The title of my blog isn’t just to get your attention, nor is it a submission to the National Enquirer, in fact it’s quite true. Let me entreat you to my history with action figures and the amazing miracle they would later produce…
The 80’s and Early to mid 90’s:
My journey with action figures started at a very young age, 2 or 3 to be exact. I collected and played with Real Ghostbusters action figures. Believe it or not I have a vague memory of what had to have been my 3rd or 4th Christmas on Earth, and the excitement of opening the Ecto-1. Much like a drug addict I graduated to crazier and more elaborate drugs: Ninja Turtles then Power Rangers and eventually Star Wars. And with what I would describe as my “ecstasy” phase there were several intermittent figure lines sprinkled within that time-frame: GI Joe, Thundercats, Darkwing Duck, Batman, Jurassic Park, embarrassingly Space Jam, even worse still Lost in Space: the movie and countless more dalliances. I created adventures and specific personalities for almost all my figures and gave new names and characteristics to any repeats. One can only have so many Han Solo’s before the evil twin routine grows old.
As my pubic hair grew my interest in action figures waned. Standard practice since the 2nd grade was for me to display my figures on the desk in my bedroom. As the collection grew, makeshift shelves using cinderblocks and 2 by 4’s helped my display, as well as adding a collegiate feel to my obsession.
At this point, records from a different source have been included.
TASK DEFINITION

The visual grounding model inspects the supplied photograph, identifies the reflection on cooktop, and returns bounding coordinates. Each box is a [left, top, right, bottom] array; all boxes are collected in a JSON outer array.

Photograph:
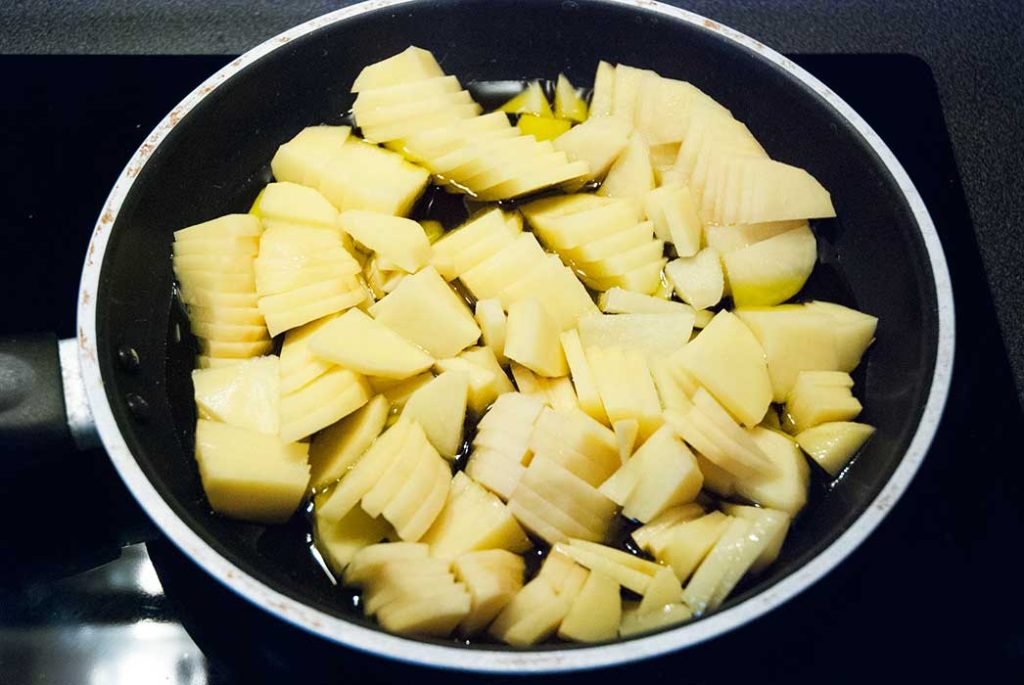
[[0, 545, 207, 685]]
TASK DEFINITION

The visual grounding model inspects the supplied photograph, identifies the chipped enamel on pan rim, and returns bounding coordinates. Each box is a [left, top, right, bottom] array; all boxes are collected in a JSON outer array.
[[76, 0, 955, 673]]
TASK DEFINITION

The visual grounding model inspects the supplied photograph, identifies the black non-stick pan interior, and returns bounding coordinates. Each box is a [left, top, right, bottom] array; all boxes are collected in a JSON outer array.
[[95, 0, 939, 649]]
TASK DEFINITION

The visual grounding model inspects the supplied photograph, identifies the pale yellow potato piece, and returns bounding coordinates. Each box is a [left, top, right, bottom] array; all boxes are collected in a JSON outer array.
[[576, 236, 663, 280], [258, 278, 366, 338], [704, 220, 805, 255], [197, 338, 273, 359], [431, 210, 520, 281], [640, 566, 684, 614], [313, 502, 391, 575], [586, 346, 663, 439], [504, 299, 568, 377], [644, 185, 702, 257], [270, 125, 351, 187], [465, 448, 526, 504], [516, 457, 617, 540], [587, 258, 666, 295], [691, 388, 774, 472], [474, 298, 508, 365], [513, 366, 579, 412], [657, 511, 730, 581], [736, 427, 810, 514], [559, 329, 608, 424], [665, 247, 724, 311], [561, 540, 665, 595], [498, 255, 599, 331], [601, 425, 703, 523], [523, 195, 640, 251], [361, 422, 432, 518], [188, 304, 264, 327], [434, 346, 514, 415], [611, 64, 657, 124], [379, 449, 442, 540], [669, 310, 771, 426], [351, 46, 445, 91], [785, 370, 862, 434], [489, 576, 571, 646], [309, 395, 391, 490], [279, 367, 372, 443], [401, 370, 469, 459], [360, 558, 454, 615], [339, 210, 431, 273], [530, 407, 620, 483], [173, 253, 254, 274], [377, 588, 471, 638], [553, 115, 631, 180], [682, 516, 765, 613], [459, 232, 547, 300], [648, 356, 693, 412], [254, 181, 338, 227], [589, 61, 616, 117], [423, 472, 530, 559], [466, 393, 545, 500], [174, 213, 261, 242], [796, 421, 876, 476], [316, 420, 412, 523], [172, 236, 259, 257], [367, 266, 479, 359], [319, 138, 429, 216], [613, 419, 639, 462], [194, 419, 309, 524], [619, 601, 693, 637], [631, 503, 705, 555], [453, 549, 525, 636], [192, 356, 279, 435], [395, 454, 452, 541], [803, 301, 878, 371], [735, 305, 842, 402], [577, 312, 694, 360], [308, 308, 433, 379], [190, 321, 268, 344], [722, 503, 792, 573], [598, 132, 654, 199], [278, 315, 338, 394], [724, 225, 817, 307], [718, 158, 835, 225], [370, 372, 433, 412], [474, 158, 589, 202], [597, 289, 688, 320], [178, 270, 255, 295], [508, 466, 600, 540], [558, 570, 621, 643], [528, 426, 612, 488], [342, 541, 430, 586]]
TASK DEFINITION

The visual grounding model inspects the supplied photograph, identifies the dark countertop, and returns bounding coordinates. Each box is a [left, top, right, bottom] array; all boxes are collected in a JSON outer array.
[[3, 0, 1022, 406]]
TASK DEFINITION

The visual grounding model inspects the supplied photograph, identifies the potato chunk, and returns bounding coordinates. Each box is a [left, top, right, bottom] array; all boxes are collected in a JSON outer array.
[[504, 299, 568, 377], [194, 419, 309, 524], [369, 266, 481, 359], [308, 308, 434, 380], [192, 356, 279, 435]]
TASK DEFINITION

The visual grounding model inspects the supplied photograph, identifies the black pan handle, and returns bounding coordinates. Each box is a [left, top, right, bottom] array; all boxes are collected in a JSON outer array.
[[0, 336, 153, 583], [0, 333, 98, 457]]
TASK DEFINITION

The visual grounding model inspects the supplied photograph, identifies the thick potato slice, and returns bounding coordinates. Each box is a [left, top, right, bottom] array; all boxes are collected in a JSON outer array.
[[194, 419, 309, 524]]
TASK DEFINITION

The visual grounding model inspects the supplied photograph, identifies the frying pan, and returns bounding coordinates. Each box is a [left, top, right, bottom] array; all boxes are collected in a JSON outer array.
[[0, 0, 954, 673]]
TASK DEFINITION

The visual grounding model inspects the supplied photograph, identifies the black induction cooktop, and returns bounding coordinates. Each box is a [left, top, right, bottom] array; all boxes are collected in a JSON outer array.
[[0, 55, 1020, 684]]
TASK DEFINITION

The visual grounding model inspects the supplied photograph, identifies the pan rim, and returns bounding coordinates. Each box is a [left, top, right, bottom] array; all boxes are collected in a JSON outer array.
[[76, 0, 955, 673]]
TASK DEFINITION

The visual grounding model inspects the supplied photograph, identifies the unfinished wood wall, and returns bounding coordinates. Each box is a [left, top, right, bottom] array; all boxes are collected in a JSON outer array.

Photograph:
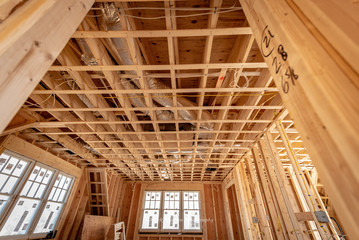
[[222, 122, 343, 240], [114, 182, 228, 240], [239, 0, 359, 237], [57, 169, 126, 240], [57, 169, 89, 240]]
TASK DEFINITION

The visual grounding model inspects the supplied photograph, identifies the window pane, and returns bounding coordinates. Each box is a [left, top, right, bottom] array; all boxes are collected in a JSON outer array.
[[0, 198, 41, 236], [0, 174, 8, 191], [183, 191, 200, 210], [29, 166, 40, 181], [34, 184, 46, 199], [142, 191, 161, 230], [141, 210, 159, 229], [162, 210, 180, 230], [0, 194, 10, 215], [33, 174, 73, 235], [0, 154, 10, 170], [28, 182, 40, 198], [42, 171, 52, 184], [183, 210, 200, 230], [12, 160, 28, 177], [2, 176, 18, 194], [0, 156, 29, 194], [22, 166, 54, 199], [3, 158, 18, 174], [34, 202, 63, 233], [183, 191, 201, 231], [143, 191, 161, 210], [47, 174, 72, 203]]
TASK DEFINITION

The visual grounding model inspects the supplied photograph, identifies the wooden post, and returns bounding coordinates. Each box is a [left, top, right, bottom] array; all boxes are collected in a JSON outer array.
[[233, 165, 254, 239], [275, 121, 338, 239], [245, 155, 287, 240], [238, 0, 359, 237], [0, 0, 94, 133], [248, 147, 273, 239], [237, 163, 261, 239]]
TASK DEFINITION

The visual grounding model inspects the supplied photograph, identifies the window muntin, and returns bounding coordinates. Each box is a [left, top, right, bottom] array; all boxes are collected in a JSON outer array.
[[34, 174, 73, 234], [141, 191, 161, 230], [0, 153, 29, 216], [183, 192, 201, 230], [0, 164, 54, 236], [0, 150, 74, 238], [140, 190, 201, 233], [162, 192, 180, 230], [0, 198, 41, 236]]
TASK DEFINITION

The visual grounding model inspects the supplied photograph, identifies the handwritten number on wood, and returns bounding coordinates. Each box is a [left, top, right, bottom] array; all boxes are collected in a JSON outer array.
[[277, 44, 288, 61], [260, 25, 299, 94], [285, 67, 299, 85], [261, 25, 275, 57], [272, 57, 282, 74], [280, 76, 289, 93]]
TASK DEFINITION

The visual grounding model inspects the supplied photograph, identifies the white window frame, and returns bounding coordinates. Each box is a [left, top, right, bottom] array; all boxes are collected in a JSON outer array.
[[139, 190, 202, 234], [0, 150, 74, 240]]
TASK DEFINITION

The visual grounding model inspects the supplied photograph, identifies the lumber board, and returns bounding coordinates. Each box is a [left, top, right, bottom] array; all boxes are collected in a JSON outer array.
[[0, 0, 94, 134], [239, 0, 359, 237], [80, 215, 116, 240], [72, 27, 252, 38]]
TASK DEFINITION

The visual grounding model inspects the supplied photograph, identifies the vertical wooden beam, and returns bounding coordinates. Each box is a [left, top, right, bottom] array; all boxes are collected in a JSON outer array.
[[264, 132, 314, 238], [245, 155, 285, 239], [235, 164, 257, 239], [0, 0, 94, 133], [275, 121, 337, 238], [259, 139, 305, 239], [238, 0, 359, 237], [248, 147, 271, 239]]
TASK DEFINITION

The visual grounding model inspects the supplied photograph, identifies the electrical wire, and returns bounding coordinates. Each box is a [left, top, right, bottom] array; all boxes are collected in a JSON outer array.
[[91, 4, 240, 11], [87, 6, 242, 19], [101, 92, 277, 99], [122, 8, 241, 20]]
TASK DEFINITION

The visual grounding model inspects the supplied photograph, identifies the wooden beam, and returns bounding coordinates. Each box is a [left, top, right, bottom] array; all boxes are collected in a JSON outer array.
[[0, 0, 94, 133], [1, 135, 82, 177], [48, 62, 268, 71], [30, 87, 278, 95], [72, 27, 252, 38], [239, 0, 359, 237]]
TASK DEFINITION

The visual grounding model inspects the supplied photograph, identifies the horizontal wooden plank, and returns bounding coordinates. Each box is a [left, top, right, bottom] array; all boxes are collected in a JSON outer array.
[[21, 105, 284, 112], [295, 212, 314, 221], [72, 27, 252, 38], [31, 87, 278, 95], [48, 62, 268, 71]]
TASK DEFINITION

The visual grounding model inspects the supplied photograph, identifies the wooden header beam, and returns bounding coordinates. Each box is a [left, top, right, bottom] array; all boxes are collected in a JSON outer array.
[[239, 0, 359, 237], [0, 0, 94, 134]]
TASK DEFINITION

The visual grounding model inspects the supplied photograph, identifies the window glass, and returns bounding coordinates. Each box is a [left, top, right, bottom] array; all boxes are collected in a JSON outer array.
[[33, 202, 63, 234], [0, 198, 40, 236], [140, 190, 201, 232], [0, 151, 75, 237], [0, 195, 10, 215], [0, 153, 28, 194], [34, 174, 73, 233], [20, 166, 53, 199], [0, 153, 30, 218], [141, 191, 161, 230], [162, 192, 180, 230], [1, 163, 54, 236], [183, 191, 201, 230]]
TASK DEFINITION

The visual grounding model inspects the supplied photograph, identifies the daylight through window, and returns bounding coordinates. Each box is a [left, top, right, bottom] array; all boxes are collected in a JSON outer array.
[[141, 191, 201, 233], [0, 150, 74, 238]]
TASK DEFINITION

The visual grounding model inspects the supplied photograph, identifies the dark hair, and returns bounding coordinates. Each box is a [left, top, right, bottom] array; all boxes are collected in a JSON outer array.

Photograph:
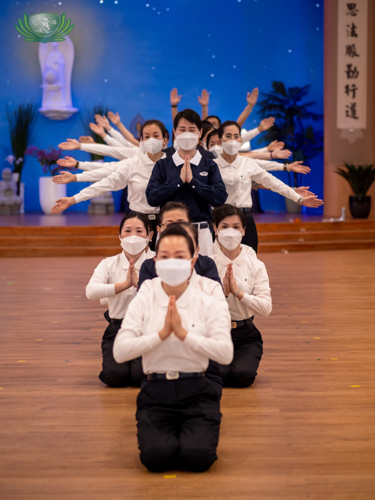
[[156, 223, 195, 257], [206, 129, 220, 148], [140, 119, 168, 140], [173, 108, 202, 131], [178, 222, 198, 249], [218, 120, 242, 139], [119, 212, 150, 234], [206, 115, 222, 127], [201, 120, 214, 140], [157, 201, 191, 226], [212, 204, 246, 228]]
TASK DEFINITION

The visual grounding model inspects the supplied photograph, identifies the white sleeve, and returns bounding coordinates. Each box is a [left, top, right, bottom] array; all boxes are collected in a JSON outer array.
[[73, 162, 131, 203], [253, 159, 284, 172], [104, 134, 124, 148], [86, 260, 116, 300], [80, 142, 138, 160], [113, 293, 163, 363], [108, 127, 137, 148], [248, 161, 300, 203], [252, 147, 268, 153], [183, 298, 233, 365], [77, 161, 110, 171], [76, 163, 121, 183], [240, 261, 272, 316], [241, 127, 260, 143]]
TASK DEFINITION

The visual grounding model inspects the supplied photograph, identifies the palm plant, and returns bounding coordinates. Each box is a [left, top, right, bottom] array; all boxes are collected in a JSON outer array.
[[336, 163, 375, 196], [80, 105, 109, 161], [6, 102, 38, 192], [256, 81, 323, 187]]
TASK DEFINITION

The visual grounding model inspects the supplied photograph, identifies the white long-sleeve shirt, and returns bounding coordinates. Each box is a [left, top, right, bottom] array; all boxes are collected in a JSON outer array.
[[74, 153, 165, 213], [214, 154, 300, 208], [86, 248, 155, 320], [212, 244, 272, 321], [80, 142, 140, 160], [113, 278, 233, 372], [76, 160, 127, 183], [107, 127, 138, 148]]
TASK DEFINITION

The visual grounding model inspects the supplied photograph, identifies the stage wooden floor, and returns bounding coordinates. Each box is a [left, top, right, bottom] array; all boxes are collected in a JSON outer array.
[[1, 249, 375, 499]]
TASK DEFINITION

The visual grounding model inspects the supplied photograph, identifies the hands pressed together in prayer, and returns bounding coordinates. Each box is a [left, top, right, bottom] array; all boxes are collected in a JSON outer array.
[[223, 263, 244, 300], [180, 155, 193, 184], [159, 295, 187, 341]]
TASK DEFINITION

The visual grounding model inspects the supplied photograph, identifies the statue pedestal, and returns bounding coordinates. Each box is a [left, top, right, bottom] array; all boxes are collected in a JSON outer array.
[[39, 107, 78, 120]]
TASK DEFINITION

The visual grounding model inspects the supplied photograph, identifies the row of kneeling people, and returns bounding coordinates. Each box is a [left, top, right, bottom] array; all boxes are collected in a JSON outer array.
[[85, 201, 272, 473]]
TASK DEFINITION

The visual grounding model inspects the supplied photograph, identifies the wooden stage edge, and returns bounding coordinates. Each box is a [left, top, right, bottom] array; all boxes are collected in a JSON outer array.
[[0, 249, 374, 499], [1, 213, 375, 256]]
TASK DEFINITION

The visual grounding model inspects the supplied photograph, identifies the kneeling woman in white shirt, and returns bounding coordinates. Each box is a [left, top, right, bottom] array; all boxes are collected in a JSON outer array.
[[113, 224, 233, 472], [212, 204, 272, 388], [86, 213, 154, 387]]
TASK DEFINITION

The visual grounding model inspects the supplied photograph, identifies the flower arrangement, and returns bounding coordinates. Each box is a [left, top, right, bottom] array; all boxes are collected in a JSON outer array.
[[25, 146, 62, 176]]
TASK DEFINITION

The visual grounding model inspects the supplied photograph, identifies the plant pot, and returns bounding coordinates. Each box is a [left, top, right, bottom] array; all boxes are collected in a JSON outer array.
[[39, 177, 66, 215], [285, 197, 302, 214], [349, 196, 371, 218]]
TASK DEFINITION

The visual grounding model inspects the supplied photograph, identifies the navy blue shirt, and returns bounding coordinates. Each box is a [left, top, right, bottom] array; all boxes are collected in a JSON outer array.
[[146, 150, 227, 223], [138, 254, 221, 290]]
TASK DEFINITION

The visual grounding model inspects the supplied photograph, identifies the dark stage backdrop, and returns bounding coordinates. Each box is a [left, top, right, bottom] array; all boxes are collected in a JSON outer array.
[[0, 0, 323, 213]]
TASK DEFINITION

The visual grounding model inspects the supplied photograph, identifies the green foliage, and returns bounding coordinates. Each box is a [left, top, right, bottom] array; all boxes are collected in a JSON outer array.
[[335, 163, 375, 196], [6, 102, 38, 188], [256, 81, 323, 187], [80, 105, 109, 161]]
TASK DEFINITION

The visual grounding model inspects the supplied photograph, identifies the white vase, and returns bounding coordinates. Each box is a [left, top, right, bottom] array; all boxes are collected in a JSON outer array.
[[39, 176, 66, 215]]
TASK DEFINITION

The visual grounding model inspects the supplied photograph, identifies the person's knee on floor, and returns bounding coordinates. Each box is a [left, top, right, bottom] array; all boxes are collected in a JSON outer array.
[[99, 362, 130, 387]]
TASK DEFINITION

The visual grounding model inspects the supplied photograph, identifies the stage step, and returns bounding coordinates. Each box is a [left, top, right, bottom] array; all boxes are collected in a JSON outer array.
[[1, 219, 375, 257]]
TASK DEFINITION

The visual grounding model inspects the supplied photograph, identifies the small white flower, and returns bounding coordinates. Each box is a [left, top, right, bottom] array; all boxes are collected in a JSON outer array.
[[15, 157, 23, 165], [5, 155, 16, 165]]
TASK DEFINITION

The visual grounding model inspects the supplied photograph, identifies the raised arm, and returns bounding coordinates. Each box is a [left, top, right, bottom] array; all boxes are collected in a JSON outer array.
[[198, 89, 209, 120], [237, 88, 259, 127], [170, 88, 182, 122], [107, 111, 140, 147]]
But by the 7th grade I grew tired of having to dust them and clean them and take care of toys that I no longer played with. High school came and went sooner than expected and I soon found myself thrust into the real world.
In the real world Peter Venkman and Bruce Wayne aren’t friends and equally surprising is the fact that maintaining steady work in a big city isn’t as easy as sitcoms made it out to be.(Screw you Mary Tyler Moore!) During the summer of 2006 I found myself unemployed and with stress related warts multiplying on my fingertips. I managed to live on unemployment insurance the rest of the year, but another year of disappointment was about to begin.
Christmas of 2006, knowing that I love super-heroes my would be ex-girlfriend gave me the Justice League Unlimited Doomsday 6-pack as a stocking stuffer. It was a strange surprise and the highlight of the holiday season. After the holidays the figures made their way out of the Christmas tree and onto my DVD rack. Dead-end job after the other and the happiness I once felt in my relationship started to fade, 2007 was a bad year. But, during that summer I decided that I wanted a Green Arrow action figure, as I had become addicted to the Justice League Unlimited cartoon. I then found myself attempting to track him down and in the melee started purchasing other figures in the line. My collection grew and grew and no matter how dark things seemed, my toys brought me the greatest pleasure in the world. Career wise I had no prospects, financially things were better but not by much and my relationship was inches away from ending, but by the early months of 2008 my warts had disappeared. Not a trace of them are left at all. I can only attribute this miracle to my action figures and the happiness I felt tracking them down, buying them and displaying them. Literally nothing else could’ve done it. I had them zapped once during the summer of ’06, but that did nothing but make them angry. I used a topical solution on my most troublesome wart for a short period, but that also proved to be fruitless. So there you have it, we’ve come full circle and I defy you to come up with a better explanation. JLU cured a disgusting, witch-maligning ailment.
PS. In case you were wondering, I currently have a steady and enriching job, I’m in a stable and very fulfilling relationship of seven months, I’ve lost nearly 80 pounds since the summer and I’m much closer to accomplishing my career goals than I’ve ever been. (And no, it’s not because of JLU.)